Authors: Goodwin, James A; Lane, Richard J L;

The North Australian Craton 3D Gravity and Magnetic Inversion Models - A trial for first pass modelling of the entire continent

Abstract

As part of the Federal Government's Exploring for the Future program, whole-of-crust 3D gravity and magnetic inversion models have been produced for an area encompassing the North Australia Craton (NAC). These models were created to aid 3D geological mapping and identification of large-scale mineral systems such as iron oxide copper-gold (IOCG) systems. The inversion models were derived using the University of British Columbia - Geophysical Inversion Facility (UBC-GIF) MAG3D and GRAV3D programs.

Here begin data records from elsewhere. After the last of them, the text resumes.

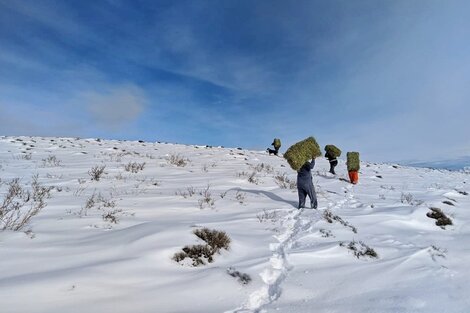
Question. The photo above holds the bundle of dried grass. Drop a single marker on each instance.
(302, 152)
(353, 161)
(333, 151)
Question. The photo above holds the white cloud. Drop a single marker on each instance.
(116, 106)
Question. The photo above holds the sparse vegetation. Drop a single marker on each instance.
(268, 216)
(326, 233)
(200, 254)
(283, 181)
(408, 198)
(178, 160)
(241, 277)
(19, 205)
(330, 217)
(360, 249)
(51, 161)
(96, 172)
(441, 218)
(134, 167)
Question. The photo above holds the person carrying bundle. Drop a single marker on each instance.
(332, 153)
(305, 185)
(277, 145)
(298, 156)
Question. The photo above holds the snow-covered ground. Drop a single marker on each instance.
(108, 245)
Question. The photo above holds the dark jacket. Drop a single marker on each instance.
(330, 157)
(304, 175)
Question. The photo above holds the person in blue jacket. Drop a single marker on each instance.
(305, 185)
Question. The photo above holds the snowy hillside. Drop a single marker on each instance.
(105, 242)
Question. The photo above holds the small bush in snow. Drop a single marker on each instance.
(206, 200)
(177, 160)
(330, 217)
(111, 216)
(20, 205)
(96, 172)
(51, 161)
(268, 216)
(442, 220)
(263, 168)
(217, 240)
(408, 198)
(200, 254)
(326, 233)
(241, 277)
(134, 167)
(284, 182)
(360, 249)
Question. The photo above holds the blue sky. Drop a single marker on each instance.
(389, 79)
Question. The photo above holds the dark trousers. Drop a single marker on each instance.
(305, 191)
(332, 166)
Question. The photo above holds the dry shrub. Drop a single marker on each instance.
(19, 204)
(200, 254)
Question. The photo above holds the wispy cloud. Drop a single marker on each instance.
(116, 106)
(388, 79)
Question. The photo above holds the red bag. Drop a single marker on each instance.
(354, 177)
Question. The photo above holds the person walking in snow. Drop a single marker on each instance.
(333, 162)
(305, 185)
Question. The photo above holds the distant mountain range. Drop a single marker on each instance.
(462, 163)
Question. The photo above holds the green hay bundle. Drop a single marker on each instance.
(276, 143)
(353, 161)
(333, 151)
(302, 152)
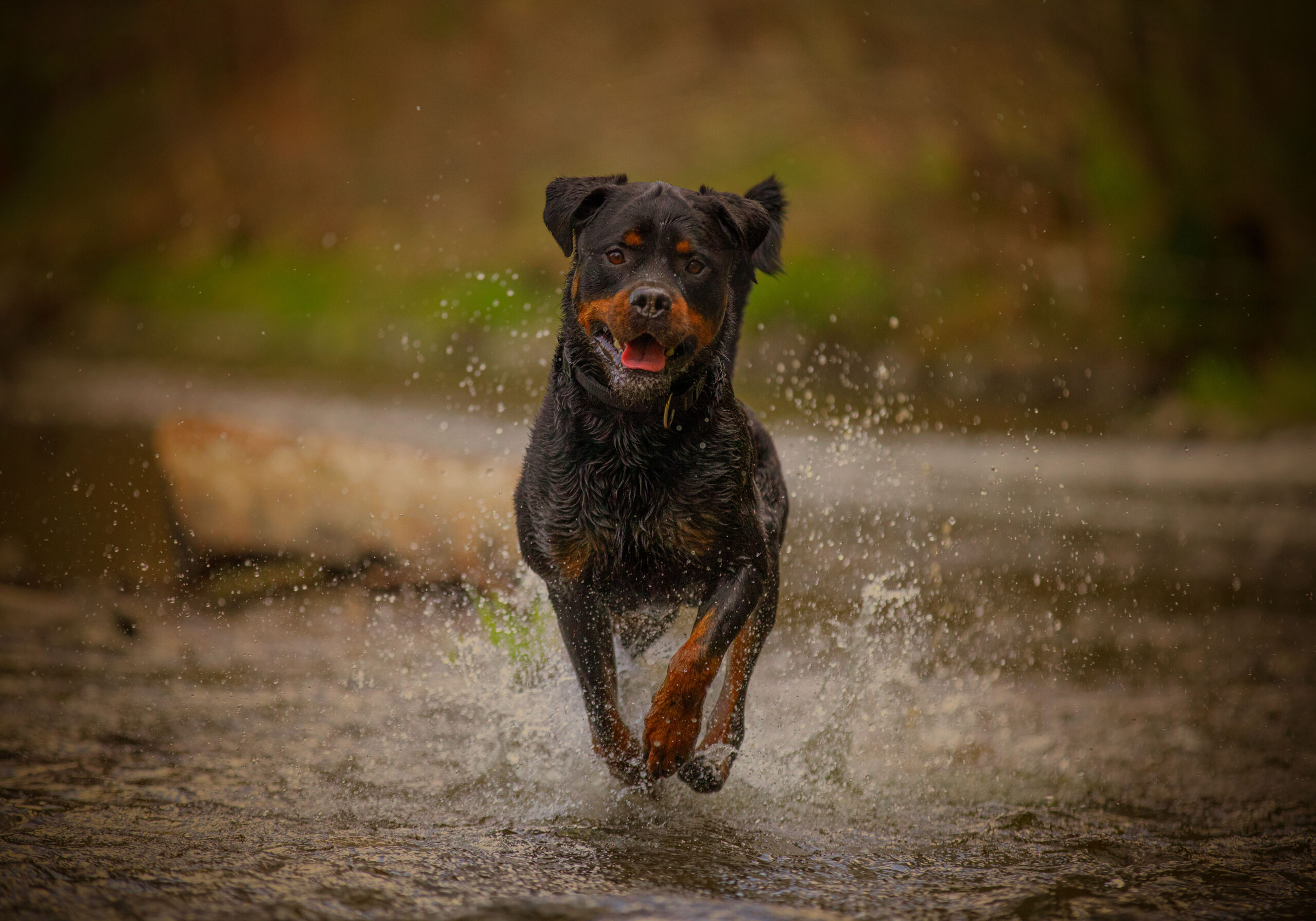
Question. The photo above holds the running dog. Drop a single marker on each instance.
(647, 485)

We used reference models that had layers for Phanerozoic sediments, Proterozoic sediments, undifferentiated crust and the mantle. The reference model for the magnetic inversion incorporated a Curie depth surface below which magnetic susceptibility was set to zero. To facilitate cross-referencing of the density and magnetic susceptibility models, we used identical meshes for the two inversions. The spacing of the available gravity data dictated a horizontal cell size of 1 km. We used 61 vertical layers of thickness increasing with depth. The area of interest was 2450 km by 1600 km, which meant that the mesh for the NAC models had ~240 million cells. It was not possible to invert a model of this size. Instead, we broke the problem down into a grid of overlapping 'tiles' with 8 rows and 10 columns. Each tile was independently inverted. When the overall model was reconstructed using the core region of each tile, some low-level edge effects were observed, increasing in significance with depth. These effects were satisfactorily attenuated by applying cosine weighting from the centre of each tile out to the edge of the data-padding zone during reconstruction. The success of the NAC modelling exercise has given us confidence that we can expand the coverage to produce coincident gravity and magnetic inversion models for the entire Australian region.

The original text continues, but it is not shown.